What do you mean by " some combinations of angles that sum to > 180 degrees?
And what is your primary data: vectors os angles or something else?

[2kaud]

I don't know if it makes sense to use a predefined constant or to calculate the value on the fly.

IMO I would use predefined constants over on-fly calculation unless greater precision was required to that offered by a predefined constant (I don't think that applies here?). If calculation is required I would consider having them as constexpr statements.

A common equality test is similar to

Code:

const double epsilon = ....;
double d1 = ...;
double d2 = ...;

if (abs(d1 - d2) < epsilon)
 // consider d1 and d2 equal.

where epsilon has to be determined depending upon required degree of DP accuracy.

If an equality test is done first and the test fails, then a simple > or < comparison should suffice to test for greater or lesser.

[LMHmedchem]

What do you mean by " some combinations of angles that sum to > 180 degrees?
And what is your primary data: vectors os angles or something else?

The primary data are rows of coordinates, so each of these can be considered as a vector from the origin to the point defined by the coordinates. I am working in 3 dimensions at present, but the algorithm is intended to work in high dimensional n-space.

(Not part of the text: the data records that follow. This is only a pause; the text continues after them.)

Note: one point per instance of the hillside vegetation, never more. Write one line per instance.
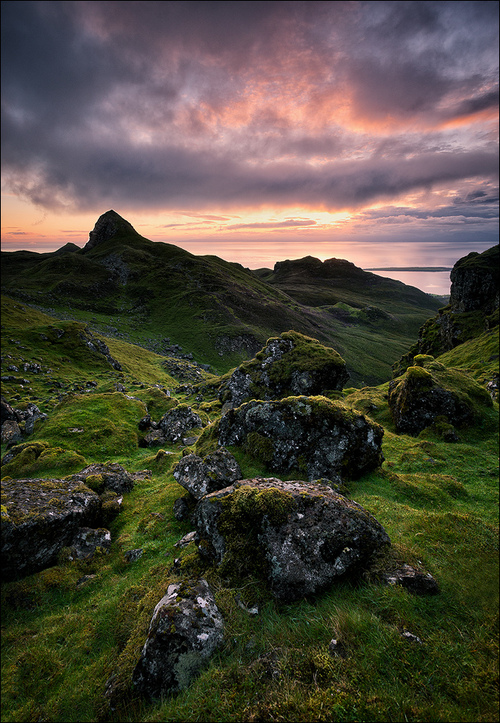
(75, 630)
(156, 295)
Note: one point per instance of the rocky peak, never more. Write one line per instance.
(475, 282)
(107, 226)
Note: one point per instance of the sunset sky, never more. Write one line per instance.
(256, 131)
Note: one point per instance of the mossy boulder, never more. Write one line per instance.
(300, 537)
(431, 394)
(290, 364)
(111, 476)
(41, 517)
(200, 476)
(185, 630)
(313, 435)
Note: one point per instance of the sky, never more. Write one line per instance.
(256, 131)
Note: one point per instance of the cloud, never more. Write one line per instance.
(193, 105)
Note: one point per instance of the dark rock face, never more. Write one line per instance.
(88, 541)
(321, 437)
(107, 226)
(185, 630)
(39, 518)
(291, 364)
(202, 476)
(173, 426)
(99, 347)
(102, 477)
(416, 402)
(17, 423)
(303, 536)
(475, 282)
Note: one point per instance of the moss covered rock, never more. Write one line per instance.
(41, 517)
(314, 435)
(185, 630)
(200, 476)
(300, 537)
(431, 394)
(290, 364)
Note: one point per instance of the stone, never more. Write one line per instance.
(291, 364)
(177, 422)
(111, 476)
(89, 541)
(202, 476)
(311, 434)
(39, 518)
(11, 433)
(185, 630)
(415, 581)
(133, 555)
(300, 536)
(416, 401)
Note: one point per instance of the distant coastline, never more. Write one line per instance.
(411, 268)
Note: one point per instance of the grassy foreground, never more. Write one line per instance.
(67, 629)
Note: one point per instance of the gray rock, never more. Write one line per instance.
(291, 364)
(312, 434)
(202, 476)
(185, 630)
(176, 422)
(11, 433)
(39, 518)
(416, 401)
(304, 535)
(415, 581)
(88, 541)
(112, 477)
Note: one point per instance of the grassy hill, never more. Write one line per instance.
(67, 629)
(156, 295)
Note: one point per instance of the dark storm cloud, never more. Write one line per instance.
(130, 103)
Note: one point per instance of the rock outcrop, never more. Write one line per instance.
(185, 630)
(17, 423)
(420, 398)
(299, 536)
(111, 476)
(39, 518)
(312, 434)
(475, 282)
(172, 427)
(201, 476)
(106, 227)
(291, 364)
(472, 310)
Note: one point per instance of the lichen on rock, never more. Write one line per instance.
(185, 630)
(314, 435)
(291, 364)
(300, 537)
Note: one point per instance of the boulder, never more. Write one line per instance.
(475, 282)
(415, 581)
(416, 401)
(39, 518)
(11, 433)
(291, 364)
(300, 536)
(312, 434)
(88, 541)
(201, 476)
(176, 422)
(185, 630)
(100, 477)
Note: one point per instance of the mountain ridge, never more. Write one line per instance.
(157, 294)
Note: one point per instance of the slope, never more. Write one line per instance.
(156, 294)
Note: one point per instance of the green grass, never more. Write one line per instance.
(63, 638)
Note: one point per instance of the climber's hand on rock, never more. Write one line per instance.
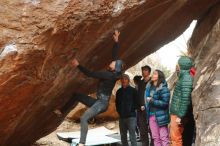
(142, 108)
(116, 35)
(75, 63)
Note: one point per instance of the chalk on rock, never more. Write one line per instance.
(9, 49)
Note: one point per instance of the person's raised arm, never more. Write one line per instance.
(116, 45)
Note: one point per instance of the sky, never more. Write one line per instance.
(169, 53)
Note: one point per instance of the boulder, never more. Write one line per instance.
(39, 38)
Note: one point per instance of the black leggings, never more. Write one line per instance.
(97, 106)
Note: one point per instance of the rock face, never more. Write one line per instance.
(36, 41)
(205, 49)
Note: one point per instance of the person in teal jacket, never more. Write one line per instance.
(181, 100)
(157, 100)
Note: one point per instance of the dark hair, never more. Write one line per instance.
(161, 78)
(146, 67)
(137, 78)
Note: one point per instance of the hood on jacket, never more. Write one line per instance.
(185, 63)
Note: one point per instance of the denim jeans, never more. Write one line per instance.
(128, 125)
(159, 134)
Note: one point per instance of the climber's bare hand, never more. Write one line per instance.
(75, 62)
(116, 35)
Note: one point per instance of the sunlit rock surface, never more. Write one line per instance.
(37, 38)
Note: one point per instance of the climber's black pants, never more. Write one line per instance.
(97, 106)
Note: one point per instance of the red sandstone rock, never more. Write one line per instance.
(38, 78)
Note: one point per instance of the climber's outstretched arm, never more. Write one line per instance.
(116, 45)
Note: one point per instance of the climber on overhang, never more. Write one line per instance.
(107, 82)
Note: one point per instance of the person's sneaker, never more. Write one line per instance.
(58, 113)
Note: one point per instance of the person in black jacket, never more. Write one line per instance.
(107, 80)
(126, 104)
(141, 111)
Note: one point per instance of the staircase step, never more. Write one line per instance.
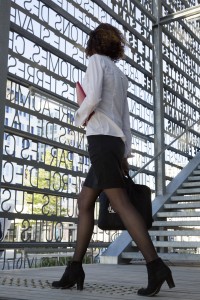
(185, 198)
(174, 244)
(194, 178)
(196, 172)
(182, 206)
(175, 257)
(188, 191)
(178, 214)
(174, 233)
(177, 223)
(191, 184)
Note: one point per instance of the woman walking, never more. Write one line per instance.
(109, 146)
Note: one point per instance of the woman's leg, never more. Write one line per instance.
(133, 221)
(74, 273)
(86, 203)
(158, 272)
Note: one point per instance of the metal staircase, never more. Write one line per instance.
(176, 229)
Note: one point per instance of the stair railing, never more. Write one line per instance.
(164, 149)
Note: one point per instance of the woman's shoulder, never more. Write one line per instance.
(99, 57)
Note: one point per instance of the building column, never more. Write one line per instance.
(158, 101)
(4, 40)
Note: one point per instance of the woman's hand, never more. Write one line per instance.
(125, 166)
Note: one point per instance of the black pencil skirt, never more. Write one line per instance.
(106, 154)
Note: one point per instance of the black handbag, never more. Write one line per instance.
(140, 197)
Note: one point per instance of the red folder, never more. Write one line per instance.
(80, 97)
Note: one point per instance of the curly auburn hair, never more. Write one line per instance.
(106, 40)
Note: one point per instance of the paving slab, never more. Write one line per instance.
(102, 282)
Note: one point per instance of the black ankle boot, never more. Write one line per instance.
(73, 274)
(158, 273)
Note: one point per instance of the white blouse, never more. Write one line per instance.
(106, 87)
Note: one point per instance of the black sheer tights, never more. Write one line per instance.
(129, 215)
(86, 203)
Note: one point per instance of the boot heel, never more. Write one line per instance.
(170, 281)
(80, 283)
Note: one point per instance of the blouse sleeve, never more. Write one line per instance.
(127, 131)
(94, 81)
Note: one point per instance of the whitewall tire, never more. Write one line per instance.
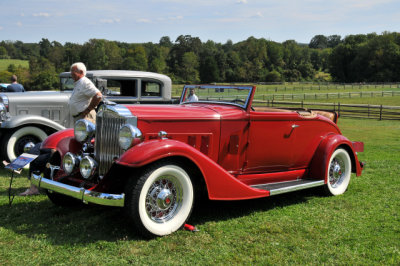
(14, 142)
(338, 172)
(161, 201)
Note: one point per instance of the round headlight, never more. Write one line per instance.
(84, 130)
(87, 167)
(128, 136)
(70, 161)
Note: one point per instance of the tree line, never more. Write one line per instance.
(354, 58)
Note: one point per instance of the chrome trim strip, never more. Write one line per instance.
(296, 187)
(115, 200)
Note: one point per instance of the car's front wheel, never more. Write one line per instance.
(161, 200)
(19, 141)
(338, 172)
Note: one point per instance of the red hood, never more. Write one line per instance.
(185, 111)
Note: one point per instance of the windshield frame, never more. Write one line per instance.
(216, 101)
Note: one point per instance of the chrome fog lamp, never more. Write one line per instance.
(87, 167)
(70, 161)
(128, 136)
(84, 130)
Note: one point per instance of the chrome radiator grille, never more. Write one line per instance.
(108, 122)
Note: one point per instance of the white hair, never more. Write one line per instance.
(80, 67)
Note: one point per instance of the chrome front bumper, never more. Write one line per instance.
(116, 200)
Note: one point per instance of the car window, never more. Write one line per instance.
(236, 95)
(124, 87)
(151, 89)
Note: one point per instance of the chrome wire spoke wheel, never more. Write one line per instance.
(338, 172)
(164, 199)
(161, 200)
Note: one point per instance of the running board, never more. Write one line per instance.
(289, 186)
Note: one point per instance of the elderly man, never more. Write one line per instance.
(85, 96)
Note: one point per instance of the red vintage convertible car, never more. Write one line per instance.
(152, 160)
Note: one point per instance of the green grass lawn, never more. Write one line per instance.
(361, 227)
(4, 63)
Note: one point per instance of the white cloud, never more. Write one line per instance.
(176, 18)
(143, 20)
(41, 14)
(110, 20)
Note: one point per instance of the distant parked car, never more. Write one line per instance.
(28, 118)
(3, 86)
(154, 160)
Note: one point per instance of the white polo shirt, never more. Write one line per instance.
(83, 92)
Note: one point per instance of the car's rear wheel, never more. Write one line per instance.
(19, 141)
(161, 200)
(338, 172)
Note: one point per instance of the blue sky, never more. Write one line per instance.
(134, 21)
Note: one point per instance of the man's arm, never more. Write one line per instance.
(93, 103)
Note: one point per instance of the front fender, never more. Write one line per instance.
(62, 141)
(20, 120)
(220, 184)
(320, 161)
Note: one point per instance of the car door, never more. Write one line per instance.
(270, 142)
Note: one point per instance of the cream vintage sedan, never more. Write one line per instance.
(29, 117)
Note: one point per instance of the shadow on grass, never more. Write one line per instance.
(36, 217)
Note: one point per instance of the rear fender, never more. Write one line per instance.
(320, 161)
(220, 184)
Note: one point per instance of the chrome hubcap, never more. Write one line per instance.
(28, 146)
(336, 171)
(164, 199)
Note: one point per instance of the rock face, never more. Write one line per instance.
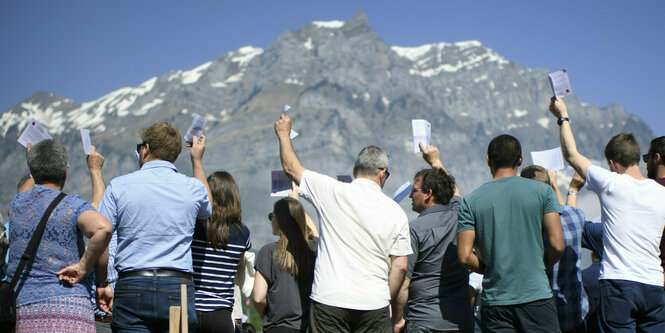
(348, 89)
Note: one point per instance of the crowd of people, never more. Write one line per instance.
(504, 258)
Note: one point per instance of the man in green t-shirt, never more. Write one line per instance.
(505, 219)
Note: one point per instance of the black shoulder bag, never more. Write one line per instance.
(7, 295)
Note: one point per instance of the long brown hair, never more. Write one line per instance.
(226, 209)
(292, 252)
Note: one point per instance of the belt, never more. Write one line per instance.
(156, 272)
(106, 319)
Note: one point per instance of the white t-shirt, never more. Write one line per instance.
(633, 216)
(360, 228)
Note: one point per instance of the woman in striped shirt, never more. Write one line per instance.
(218, 246)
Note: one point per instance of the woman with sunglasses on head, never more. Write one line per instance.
(218, 246)
(285, 269)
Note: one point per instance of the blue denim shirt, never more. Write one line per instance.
(154, 211)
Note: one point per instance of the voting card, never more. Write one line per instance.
(560, 83)
(551, 159)
(344, 178)
(422, 131)
(33, 133)
(85, 138)
(402, 192)
(196, 128)
(281, 184)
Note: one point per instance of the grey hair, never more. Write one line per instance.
(370, 161)
(47, 162)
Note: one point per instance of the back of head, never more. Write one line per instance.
(226, 208)
(623, 149)
(504, 151)
(292, 251)
(164, 141)
(370, 161)
(47, 162)
(536, 172)
(657, 146)
(441, 183)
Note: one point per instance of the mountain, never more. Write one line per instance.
(348, 89)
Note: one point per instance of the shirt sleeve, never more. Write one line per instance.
(465, 218)
(413, 257)
(402, 244)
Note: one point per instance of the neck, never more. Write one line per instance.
(504, 172)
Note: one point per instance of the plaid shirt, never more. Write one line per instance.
(566, 275)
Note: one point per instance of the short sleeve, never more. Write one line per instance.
(551, 201)
(413, 257)
(402, 244)
(264, 263)
(465, 219)
(598, 179)
(108, 206)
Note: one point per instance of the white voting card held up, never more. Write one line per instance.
(281, 184)
(551, 159)
(33, 133)
(422, 131)
(85, 138)
(402, 192)
(196, 128)
(560, 83)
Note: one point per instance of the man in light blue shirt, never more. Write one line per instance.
(154, 211)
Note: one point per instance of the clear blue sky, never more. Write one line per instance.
(613, 50)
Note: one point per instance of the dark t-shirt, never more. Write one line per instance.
(287, 301)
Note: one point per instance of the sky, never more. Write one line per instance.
(614, 51)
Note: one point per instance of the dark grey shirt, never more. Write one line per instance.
(439, 289)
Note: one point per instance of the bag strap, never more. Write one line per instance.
(31, 250)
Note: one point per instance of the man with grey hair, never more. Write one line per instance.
(361, 261)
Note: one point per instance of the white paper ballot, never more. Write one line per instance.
(422, 131)
(549, 159)
(560, 83)
(33, 133)
(85, 138)
(196, 128)
(281, 184)
(402, 192)
(570, 172)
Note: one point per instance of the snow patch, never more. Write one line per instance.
(328, 24)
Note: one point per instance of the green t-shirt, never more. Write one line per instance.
(507, 215)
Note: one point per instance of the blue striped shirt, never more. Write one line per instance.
(215, 270)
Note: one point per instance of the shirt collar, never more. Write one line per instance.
(368, 183)
(159, 164)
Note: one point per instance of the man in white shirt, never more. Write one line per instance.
(361, 261)
(633, 217)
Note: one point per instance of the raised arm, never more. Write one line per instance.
(576, 184)
(552, 227)
(432, 157)
(292, 166)
(198, 148)
(95, 163)
(568, 146)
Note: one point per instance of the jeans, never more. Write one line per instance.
(141, 304)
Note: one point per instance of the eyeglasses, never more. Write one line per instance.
(139, 145)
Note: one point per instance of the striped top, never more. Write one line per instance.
(215, 270)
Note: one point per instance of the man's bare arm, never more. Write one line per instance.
(552, 227)
(292, 166)
(467, 257)
(432, 157)
(568, 146)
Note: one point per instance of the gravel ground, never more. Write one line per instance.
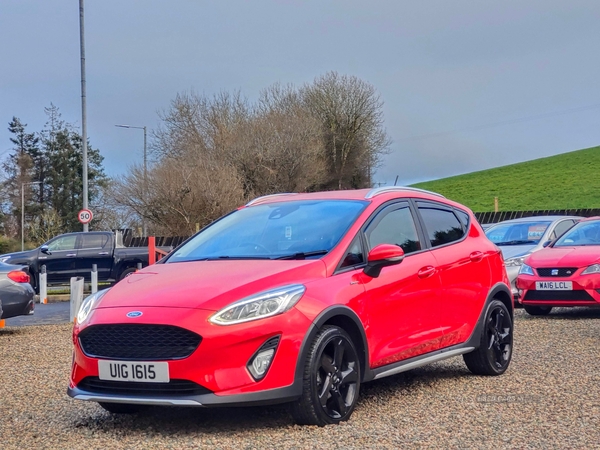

The algorithm I am working on goes more or less like this,
- take a point in a data set to evaluate: point B (each point is processed in series starting with the closest to the centroid)
- generate a vector from point B to each other point in the data set (call each other point, point A(i), A(j), A(k), etc)
- sum all of the vectors BA(i,n) to create a sum vector BC (call the coordinates of the sum vector head point C)
- calculate the angle between each vector BA(i) and the sum vector BC

If all angles A(i)BC are < 90, point B is classified in category 1.

If any angles A(i)BC are > 90, additional processing is necessary.
- if any angle A(i)BC is > 90, evaluate the sum of the angles for each pair A(i)BC + A(j)BC to look for sums that are > 180.
- if A(i)BC + A(j)BC > 180, evaluate the angle A(i) B A(j)
- if any angle A(i) B A(j) is > 90, point B is classified in category 2
- if no angles A(i) B A(j) are > 90, point B is classified in category 1

The cases where an angle is exactly 90 or exactly 180 are special cases I haven't implemented yet. The algorithm works in 2D, but so far it doesn't work in 3D. I'm not sure why yet.

In 3D, what I am generating reminds me of the cross product, but since the vectors AB can be of all different magnitudes, I'm not sure that I can find a pattern in the cross product values that will answer my questions. My apologizes if my math conventions are not right in the description above, it has been quite a while since I did anything in this area.

I can post an excel spreadsheet with some data and plots if my explanation above is not clear, please let me know.

LMHmedchem

[VictorN]

...
If any angles A(i)BC are > 90, additional processing is necessary.
- [хл]if any angle A(i)BC is > 90, evaluate the sum of the angles for each pair A(i)BC + A(j)BC to look for sums that are > 180[/хл].
...

IMHO it makes sense only in case of coplanarity of these pairs. Doesn't it?